Last month in Batesville, Miss., a group of high school students protested after a transgender classmate was permitted to wear women’s clothing. The students felt that their classmate was being given preferential treatment given the school district’s gender-specific dress code, according to local news reports.
The Massachusetts Department of Elementary and Secondary Education recently issued guidelines on the treatment of transgender students, two years after the legislature passed a law banning discrimination based on gender identity.
The guidelines explain the new law and lay out scenarios that schools might encounter.
“Our primary concern is to make sure that every child has a safe and supportive learning environment,” said Jonathan Considine, a spokesman for the department.
The guidelines point out that deciding how best to handle bathroom access for transgender students can be especially challenging. The department recommended that students be permitted to use bathrooms that conform to the gender they identify with and also suggested that schools create gender-neutral restrooms.
“I have been stunned over the last three years by the explosion of concerns and interest and outreach coming from educational professionals around transgender issues,” said Eliza Byard, the executive director of the Gay, Lesbian and Straight Education Network.
Still, gay and transgender advocates say transgender students, while typically a small minority, are particularly vulnerable to bullying and harassment.
In a 2012 study by Dr. Byard’s organization, many elementary school students reported hearing comments from fellow students about how both boys and girls should act and look.
About a third of teachers surveyed said that elementary school students who did not conform to gender norms would feel uncomfortable at their schools.
The Mathis case has drawn particular attention, advocates said, because Coy is so young and the Colorado school district had clashed with her parents over what was best.
In that case, the state’s civil rights division is looking into whether the district violated Colorado law by prohibiting Coy from using the girls’ bathroom.
A lawyer for the district, Kelly Dude, declined to comment. In recent public statements, the school district criticized the Mathises for widely publicizing Coy’s situation while it was under review and said it had acted “reasonably and fairly” in the matter.
In a letter to Mr. Silverman, Mr. Dude wrote that Coy was allowed to wear girls’ clothing to school and was referred to as female, as the Mathises had requested. Though Coy could no longer use the girls’ restroom at her elementary school, Mr. Dude said she still had access to staff bathrooms and a gender-neutral restroom in the school’s “health room.”

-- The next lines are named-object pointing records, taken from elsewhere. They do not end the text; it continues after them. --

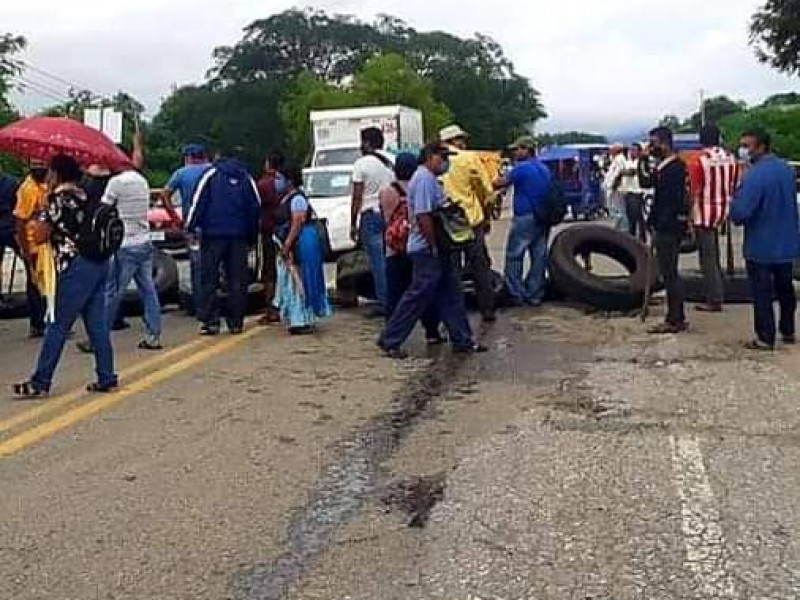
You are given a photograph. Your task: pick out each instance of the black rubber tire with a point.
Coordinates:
(737, 287)
(606, 293)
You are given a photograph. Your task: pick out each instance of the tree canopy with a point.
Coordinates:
(775, 34)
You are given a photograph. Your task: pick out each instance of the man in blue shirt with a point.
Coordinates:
(184, 182)
(766, 204)
(531, 180)
(434, 278)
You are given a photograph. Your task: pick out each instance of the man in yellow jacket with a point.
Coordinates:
(468, 184)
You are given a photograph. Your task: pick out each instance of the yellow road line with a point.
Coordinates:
(89, 409)
(59, 401)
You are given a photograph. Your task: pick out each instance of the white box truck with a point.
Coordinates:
(337, 132)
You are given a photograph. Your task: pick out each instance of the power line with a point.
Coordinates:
(26, 85)
(71, 84)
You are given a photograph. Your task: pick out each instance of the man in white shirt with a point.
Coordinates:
(371, 173)
(612, 183)
(632, 191)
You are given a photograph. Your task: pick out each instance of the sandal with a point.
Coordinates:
(28, 391)
(759, 346)
(96, 388)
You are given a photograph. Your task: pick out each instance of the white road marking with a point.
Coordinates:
(706, 557)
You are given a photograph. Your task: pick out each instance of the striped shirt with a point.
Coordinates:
(713, 177)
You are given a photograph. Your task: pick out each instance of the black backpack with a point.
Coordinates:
(102, 232)
(552, 209)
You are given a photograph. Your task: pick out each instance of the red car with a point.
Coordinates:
(166, 229)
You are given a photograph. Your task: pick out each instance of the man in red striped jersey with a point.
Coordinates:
(713, 176)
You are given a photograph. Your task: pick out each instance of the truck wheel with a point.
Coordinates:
(607, 293)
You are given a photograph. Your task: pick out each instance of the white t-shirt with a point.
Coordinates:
(130, 193)
(375, 176)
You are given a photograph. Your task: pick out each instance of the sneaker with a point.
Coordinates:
(209, 330)
(710, 308)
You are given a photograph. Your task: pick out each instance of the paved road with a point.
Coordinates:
(579, 459)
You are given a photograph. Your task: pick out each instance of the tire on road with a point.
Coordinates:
(606, 293)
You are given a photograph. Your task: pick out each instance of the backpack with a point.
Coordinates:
(552, 209)
(398, 227)
(101, 233)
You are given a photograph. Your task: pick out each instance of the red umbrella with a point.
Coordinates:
(41, 138)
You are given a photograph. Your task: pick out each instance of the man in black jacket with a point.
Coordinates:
(668, 220)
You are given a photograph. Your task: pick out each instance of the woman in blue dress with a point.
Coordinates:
(302, 297)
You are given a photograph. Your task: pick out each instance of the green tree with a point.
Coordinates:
(785, 99)
(9, 46)
(385, 79)
(775, 34)
(471, 76)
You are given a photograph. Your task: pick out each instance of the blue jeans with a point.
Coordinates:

Mr. Silverman countered that the school district was, he said, “punishing a little girl for what may or may not happen down the road.”
At the Mathises’ home along a stretch of rolling hills, Coy’s parents said they were still mystified over what prompted the school district to change its mind, especially because school administrators seemed so supportive at first.
“It didn’t make any sense to me,” said Jeremy Mathis, a stocky Marine veteran and Coy’s father, noting that Coy had made plenty of friends and grown noticeably happier since identifying as a girl.
“This is elementary school, and you’re singling out this one kid and saying she has to use a special bathroom?”
In the meantime, Coy and her sister and brother — they are triplets — are being home-schooled. While torn about it, the Mathises said they would not return them to school until Coy is allowed to use the girls’ bathroom again.
In the backyard, Coy played happily with her bike, dirt dusting her face and her pink, sparkly boots. She said she would rather be back in school with her friends but knows why she is not.
“They’re being mean to me,” she said. “And they’re telling me that I’m a boy when I’m really a girl.”